É o que exemplos internacionais também nos mostram, como afirma o advogado Ariel Castro Alves, ex-secretário Nacional de Direitos da Criança e do Adolescente. “Suécia e Noruega são citados por instituições internacionais como referências de países que priorizam oportunidades educacionais vinculadas à formação profissional de jovens por meio de programas de aprendizagem. São países com os melhores índices mundiais de desenvolvimento humano e com os menores índices de desigualdades sociais e de violência”, destaca.
A valorização da aprendizagem e dessa modalidade de contratação é uma questão que precisa estar incorporada à cultura da empresa. Para Ana Luiza Herklotz, vice-presidente de Recursos Humanos da empresa Nava Technology Business, o programa Jovem Aprendiz é muito mais do que a renda que ele oferta.
“Estamos falando sobre proporcionar acesso a conhecimento. O Programa Jovem Aprendiz vai além do salário ou da carreira que ele irá seguir. É sobre adquirir conhecimento, interagir com outras pessoas e enriquecer-se social e culturalmente.”
Falta de informação, pouca divulgação e baixa escolaridade são entraves
Tanto para Castanho, do Vocação, quanto para Bancalá, do CIEE, a adesão ao programa aumenta à medida que as empresas têm mais informação sobre como ele funciona e os benefícios que proporciona. E que é preciso garantir maior fiscalização. “E não se trata de fiscalizar para multar as empresas. É preciso que elas tenham maior acesso à informação e recebam orientação. A legislação é complexa e não é todo mundo que conhece”, avalia Bancalá.
O especialista Castro Alves também reforça a necessidade de maior divulgação das oportunidades e da Lei da Aprendizagem pelo governo, escolas e sindicatos. “O governo federal deveria promover campanhas publicitárias oficiais incentivando a contratação de aprendizes e a ampliação de entidades formadoras desses jovens. As escolas precisam divulgar e incentivar seus alunos a ingressarem nos programas de aprendizagem e os sindicatos podem ajudar na fiscalização”, diz.

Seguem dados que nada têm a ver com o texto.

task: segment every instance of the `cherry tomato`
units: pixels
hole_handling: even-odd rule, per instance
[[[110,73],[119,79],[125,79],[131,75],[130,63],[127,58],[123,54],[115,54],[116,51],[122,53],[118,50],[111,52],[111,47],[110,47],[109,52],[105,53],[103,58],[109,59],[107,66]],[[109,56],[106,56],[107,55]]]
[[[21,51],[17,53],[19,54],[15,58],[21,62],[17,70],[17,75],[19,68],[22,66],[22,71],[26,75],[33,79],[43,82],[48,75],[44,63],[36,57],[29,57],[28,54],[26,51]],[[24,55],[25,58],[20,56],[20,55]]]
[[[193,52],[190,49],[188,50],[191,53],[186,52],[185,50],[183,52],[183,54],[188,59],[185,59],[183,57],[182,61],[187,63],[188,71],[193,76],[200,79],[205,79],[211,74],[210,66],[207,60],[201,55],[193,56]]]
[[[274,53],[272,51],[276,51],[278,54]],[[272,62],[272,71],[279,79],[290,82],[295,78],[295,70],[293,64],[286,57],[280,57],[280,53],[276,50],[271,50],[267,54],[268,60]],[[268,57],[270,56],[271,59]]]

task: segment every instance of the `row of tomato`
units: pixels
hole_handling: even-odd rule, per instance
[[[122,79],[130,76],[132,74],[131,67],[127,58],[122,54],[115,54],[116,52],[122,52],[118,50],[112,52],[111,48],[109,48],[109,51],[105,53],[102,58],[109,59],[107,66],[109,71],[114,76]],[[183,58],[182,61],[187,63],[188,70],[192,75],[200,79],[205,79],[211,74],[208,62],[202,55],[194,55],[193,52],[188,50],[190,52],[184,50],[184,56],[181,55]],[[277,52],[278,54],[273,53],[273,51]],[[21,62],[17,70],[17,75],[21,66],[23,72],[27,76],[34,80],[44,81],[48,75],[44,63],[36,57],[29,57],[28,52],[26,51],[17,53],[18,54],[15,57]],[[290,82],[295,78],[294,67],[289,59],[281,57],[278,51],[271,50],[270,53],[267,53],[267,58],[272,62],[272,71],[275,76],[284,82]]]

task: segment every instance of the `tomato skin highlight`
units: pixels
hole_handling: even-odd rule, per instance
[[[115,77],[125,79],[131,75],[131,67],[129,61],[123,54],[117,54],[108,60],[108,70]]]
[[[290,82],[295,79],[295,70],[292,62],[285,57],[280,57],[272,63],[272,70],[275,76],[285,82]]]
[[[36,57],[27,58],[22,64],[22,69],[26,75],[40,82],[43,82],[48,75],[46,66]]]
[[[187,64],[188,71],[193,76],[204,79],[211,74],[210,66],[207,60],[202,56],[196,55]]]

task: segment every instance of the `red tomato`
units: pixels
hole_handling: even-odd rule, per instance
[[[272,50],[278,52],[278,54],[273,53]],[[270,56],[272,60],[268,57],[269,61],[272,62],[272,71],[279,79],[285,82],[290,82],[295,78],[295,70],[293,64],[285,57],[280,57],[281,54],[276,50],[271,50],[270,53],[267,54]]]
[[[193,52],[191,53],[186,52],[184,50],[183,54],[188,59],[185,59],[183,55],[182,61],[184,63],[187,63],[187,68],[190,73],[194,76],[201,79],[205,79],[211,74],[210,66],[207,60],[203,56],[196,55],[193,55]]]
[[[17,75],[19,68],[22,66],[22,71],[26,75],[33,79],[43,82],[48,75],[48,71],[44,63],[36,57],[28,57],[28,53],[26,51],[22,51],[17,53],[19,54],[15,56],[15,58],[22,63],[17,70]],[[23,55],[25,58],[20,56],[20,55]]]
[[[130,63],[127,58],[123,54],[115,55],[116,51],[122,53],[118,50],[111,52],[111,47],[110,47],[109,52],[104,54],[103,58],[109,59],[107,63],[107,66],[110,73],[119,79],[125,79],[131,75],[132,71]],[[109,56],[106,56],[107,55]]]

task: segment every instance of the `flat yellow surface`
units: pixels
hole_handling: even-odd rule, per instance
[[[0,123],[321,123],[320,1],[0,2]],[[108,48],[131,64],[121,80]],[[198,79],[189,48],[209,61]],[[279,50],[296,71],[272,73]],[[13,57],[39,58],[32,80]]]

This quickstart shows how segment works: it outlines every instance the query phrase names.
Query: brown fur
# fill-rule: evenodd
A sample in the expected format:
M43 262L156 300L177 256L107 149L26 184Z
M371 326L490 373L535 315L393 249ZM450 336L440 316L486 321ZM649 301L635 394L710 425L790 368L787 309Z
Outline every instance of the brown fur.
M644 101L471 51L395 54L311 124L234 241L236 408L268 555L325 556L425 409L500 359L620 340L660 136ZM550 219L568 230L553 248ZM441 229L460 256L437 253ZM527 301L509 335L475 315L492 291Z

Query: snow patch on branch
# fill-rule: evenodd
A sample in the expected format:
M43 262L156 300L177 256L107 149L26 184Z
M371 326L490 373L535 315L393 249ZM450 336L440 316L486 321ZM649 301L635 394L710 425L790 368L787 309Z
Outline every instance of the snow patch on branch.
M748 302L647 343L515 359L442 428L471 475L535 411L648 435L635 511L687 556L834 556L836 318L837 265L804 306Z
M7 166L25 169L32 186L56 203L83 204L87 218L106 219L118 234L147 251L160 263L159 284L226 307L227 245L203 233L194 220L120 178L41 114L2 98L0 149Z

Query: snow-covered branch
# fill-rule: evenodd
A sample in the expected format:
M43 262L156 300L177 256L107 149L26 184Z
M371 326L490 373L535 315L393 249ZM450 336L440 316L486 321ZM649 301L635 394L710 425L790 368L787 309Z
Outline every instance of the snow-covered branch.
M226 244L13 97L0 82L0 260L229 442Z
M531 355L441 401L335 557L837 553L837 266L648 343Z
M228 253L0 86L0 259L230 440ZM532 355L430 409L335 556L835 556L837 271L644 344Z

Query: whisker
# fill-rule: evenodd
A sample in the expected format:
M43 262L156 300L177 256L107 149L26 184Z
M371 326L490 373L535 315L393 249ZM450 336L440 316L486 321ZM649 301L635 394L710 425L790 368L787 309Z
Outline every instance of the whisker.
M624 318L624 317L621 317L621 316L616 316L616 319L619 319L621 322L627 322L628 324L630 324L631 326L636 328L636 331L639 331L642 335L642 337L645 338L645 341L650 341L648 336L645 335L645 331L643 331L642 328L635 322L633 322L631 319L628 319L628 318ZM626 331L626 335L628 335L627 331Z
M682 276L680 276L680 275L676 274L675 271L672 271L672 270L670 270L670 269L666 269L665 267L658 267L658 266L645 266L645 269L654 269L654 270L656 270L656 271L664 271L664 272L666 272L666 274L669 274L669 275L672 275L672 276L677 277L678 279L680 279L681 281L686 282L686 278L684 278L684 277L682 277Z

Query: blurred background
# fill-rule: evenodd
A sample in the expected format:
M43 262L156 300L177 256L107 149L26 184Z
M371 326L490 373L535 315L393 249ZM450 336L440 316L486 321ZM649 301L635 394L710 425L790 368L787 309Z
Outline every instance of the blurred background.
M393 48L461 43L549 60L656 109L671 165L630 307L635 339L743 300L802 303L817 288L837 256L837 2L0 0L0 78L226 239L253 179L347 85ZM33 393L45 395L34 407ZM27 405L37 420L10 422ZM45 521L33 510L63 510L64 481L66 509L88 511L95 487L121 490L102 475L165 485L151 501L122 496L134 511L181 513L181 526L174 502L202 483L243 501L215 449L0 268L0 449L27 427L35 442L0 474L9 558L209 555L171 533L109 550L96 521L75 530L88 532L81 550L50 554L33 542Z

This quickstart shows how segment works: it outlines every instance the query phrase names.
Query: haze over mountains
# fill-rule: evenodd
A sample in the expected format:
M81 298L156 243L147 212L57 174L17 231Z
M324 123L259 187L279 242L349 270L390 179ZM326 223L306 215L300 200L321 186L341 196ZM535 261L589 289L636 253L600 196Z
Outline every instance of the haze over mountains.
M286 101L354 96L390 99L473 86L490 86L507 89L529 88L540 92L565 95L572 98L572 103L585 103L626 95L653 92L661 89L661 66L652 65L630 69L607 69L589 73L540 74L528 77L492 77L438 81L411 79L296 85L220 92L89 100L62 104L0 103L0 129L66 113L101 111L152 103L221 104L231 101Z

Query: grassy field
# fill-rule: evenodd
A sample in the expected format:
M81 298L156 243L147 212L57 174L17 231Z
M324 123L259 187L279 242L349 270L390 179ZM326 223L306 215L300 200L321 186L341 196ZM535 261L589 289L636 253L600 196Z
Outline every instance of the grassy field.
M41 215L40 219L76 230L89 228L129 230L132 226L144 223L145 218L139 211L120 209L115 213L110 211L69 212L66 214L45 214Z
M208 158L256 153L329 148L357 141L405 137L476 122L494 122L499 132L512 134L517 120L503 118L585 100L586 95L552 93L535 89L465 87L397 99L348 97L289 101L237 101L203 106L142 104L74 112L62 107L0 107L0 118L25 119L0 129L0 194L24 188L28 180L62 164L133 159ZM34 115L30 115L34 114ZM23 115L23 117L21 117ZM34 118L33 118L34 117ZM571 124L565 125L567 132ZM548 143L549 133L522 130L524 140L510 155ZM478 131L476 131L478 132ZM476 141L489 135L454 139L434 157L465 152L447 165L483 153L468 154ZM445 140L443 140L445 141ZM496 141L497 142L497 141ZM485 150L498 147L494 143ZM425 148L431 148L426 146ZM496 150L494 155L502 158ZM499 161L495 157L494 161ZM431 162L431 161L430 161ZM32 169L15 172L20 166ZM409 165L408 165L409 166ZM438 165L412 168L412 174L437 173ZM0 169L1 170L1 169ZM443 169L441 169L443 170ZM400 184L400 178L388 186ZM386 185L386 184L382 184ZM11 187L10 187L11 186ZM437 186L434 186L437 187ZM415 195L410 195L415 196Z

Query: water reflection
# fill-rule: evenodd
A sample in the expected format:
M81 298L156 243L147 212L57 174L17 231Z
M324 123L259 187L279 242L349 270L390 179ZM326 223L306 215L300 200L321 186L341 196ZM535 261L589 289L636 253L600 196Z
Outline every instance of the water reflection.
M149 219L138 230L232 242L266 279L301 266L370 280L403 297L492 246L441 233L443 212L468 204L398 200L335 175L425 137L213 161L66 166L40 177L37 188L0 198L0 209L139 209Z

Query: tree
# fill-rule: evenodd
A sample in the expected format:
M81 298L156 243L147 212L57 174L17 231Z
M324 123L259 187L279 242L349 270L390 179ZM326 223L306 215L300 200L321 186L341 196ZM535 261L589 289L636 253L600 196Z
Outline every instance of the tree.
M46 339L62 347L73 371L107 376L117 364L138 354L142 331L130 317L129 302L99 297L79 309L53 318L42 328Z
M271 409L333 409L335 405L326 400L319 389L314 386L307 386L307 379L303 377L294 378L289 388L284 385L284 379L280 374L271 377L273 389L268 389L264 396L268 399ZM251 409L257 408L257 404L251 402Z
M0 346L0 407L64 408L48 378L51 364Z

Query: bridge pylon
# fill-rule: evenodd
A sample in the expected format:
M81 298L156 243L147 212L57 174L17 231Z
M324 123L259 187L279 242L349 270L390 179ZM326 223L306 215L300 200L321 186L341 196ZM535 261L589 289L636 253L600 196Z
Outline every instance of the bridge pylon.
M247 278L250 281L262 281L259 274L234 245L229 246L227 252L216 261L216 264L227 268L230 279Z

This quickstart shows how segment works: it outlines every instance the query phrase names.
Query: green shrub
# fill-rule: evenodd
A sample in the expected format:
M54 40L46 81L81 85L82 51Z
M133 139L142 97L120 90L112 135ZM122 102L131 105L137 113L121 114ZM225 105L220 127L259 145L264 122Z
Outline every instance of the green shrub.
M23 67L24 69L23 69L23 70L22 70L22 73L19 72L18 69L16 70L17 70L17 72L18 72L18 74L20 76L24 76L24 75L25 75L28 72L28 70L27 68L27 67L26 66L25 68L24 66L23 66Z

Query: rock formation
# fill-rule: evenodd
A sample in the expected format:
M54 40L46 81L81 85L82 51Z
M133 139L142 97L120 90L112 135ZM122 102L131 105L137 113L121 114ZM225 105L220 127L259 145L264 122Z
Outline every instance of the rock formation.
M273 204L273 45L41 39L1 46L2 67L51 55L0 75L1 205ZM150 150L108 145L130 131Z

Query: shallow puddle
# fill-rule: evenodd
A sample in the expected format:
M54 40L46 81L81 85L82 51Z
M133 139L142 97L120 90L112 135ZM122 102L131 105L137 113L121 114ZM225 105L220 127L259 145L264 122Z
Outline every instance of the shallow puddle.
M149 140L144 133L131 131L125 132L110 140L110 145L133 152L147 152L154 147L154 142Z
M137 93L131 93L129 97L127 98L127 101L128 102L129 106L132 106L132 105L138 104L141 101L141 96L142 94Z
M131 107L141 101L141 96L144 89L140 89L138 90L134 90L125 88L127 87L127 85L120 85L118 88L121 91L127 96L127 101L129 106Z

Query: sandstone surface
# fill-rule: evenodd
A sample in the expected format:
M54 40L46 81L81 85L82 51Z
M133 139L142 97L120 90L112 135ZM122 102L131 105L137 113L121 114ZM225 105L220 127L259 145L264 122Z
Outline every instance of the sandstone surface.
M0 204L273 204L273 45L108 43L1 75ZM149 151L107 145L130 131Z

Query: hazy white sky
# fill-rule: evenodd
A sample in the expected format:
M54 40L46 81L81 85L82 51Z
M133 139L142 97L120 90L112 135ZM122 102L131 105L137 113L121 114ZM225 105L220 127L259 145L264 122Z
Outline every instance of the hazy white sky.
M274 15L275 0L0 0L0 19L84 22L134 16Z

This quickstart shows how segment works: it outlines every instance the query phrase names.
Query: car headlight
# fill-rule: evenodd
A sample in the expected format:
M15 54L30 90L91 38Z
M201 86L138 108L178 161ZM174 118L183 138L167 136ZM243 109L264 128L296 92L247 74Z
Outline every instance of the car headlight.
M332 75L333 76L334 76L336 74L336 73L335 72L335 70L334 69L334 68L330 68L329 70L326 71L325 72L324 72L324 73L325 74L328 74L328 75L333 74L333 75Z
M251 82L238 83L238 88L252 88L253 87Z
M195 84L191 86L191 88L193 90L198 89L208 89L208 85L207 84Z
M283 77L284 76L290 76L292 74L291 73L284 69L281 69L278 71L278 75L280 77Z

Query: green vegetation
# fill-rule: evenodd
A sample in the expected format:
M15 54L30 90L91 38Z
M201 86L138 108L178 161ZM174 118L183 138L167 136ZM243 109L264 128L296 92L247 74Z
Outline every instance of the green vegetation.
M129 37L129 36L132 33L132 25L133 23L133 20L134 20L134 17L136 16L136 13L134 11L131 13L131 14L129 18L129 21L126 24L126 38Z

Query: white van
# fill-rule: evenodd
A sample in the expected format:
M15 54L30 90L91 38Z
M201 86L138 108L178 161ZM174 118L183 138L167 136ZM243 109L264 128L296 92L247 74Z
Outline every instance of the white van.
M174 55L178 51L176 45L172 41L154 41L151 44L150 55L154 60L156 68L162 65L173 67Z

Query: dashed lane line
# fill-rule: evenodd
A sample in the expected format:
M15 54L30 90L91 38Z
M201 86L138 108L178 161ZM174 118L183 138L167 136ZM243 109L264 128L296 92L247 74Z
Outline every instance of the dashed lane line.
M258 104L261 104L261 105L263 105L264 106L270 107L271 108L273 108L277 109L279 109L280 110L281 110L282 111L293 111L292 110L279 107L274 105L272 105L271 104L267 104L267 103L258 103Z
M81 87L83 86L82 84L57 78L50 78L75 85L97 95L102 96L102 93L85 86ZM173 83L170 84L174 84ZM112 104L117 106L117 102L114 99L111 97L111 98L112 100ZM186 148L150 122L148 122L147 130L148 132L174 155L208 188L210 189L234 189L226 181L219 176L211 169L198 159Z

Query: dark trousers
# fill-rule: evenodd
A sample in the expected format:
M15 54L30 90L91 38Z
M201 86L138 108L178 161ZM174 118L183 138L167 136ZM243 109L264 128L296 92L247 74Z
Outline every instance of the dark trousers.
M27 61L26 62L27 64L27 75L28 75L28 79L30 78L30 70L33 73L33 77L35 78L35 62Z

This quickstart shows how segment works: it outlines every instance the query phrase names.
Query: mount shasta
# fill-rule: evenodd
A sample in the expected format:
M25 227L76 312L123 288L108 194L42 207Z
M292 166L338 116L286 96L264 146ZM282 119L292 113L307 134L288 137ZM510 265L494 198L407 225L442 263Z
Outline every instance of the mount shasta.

Para ele, os benefícios para as empresas são muitos. “Além de cumprirem a lei e evitarem as multas, possuem benefícios fiscais, também previstos na legislação, e cumprem com suas funções sociais. Ainda ampliam a diversidade da equipe de trabalho e os profissionais experientes ficam mais incentivados por estarem passando seus conhecimentos aos aprendizes. Sem contar que várias empresas possuem executivos e dirigentes que já foram estagiários e aprendizes”, explica.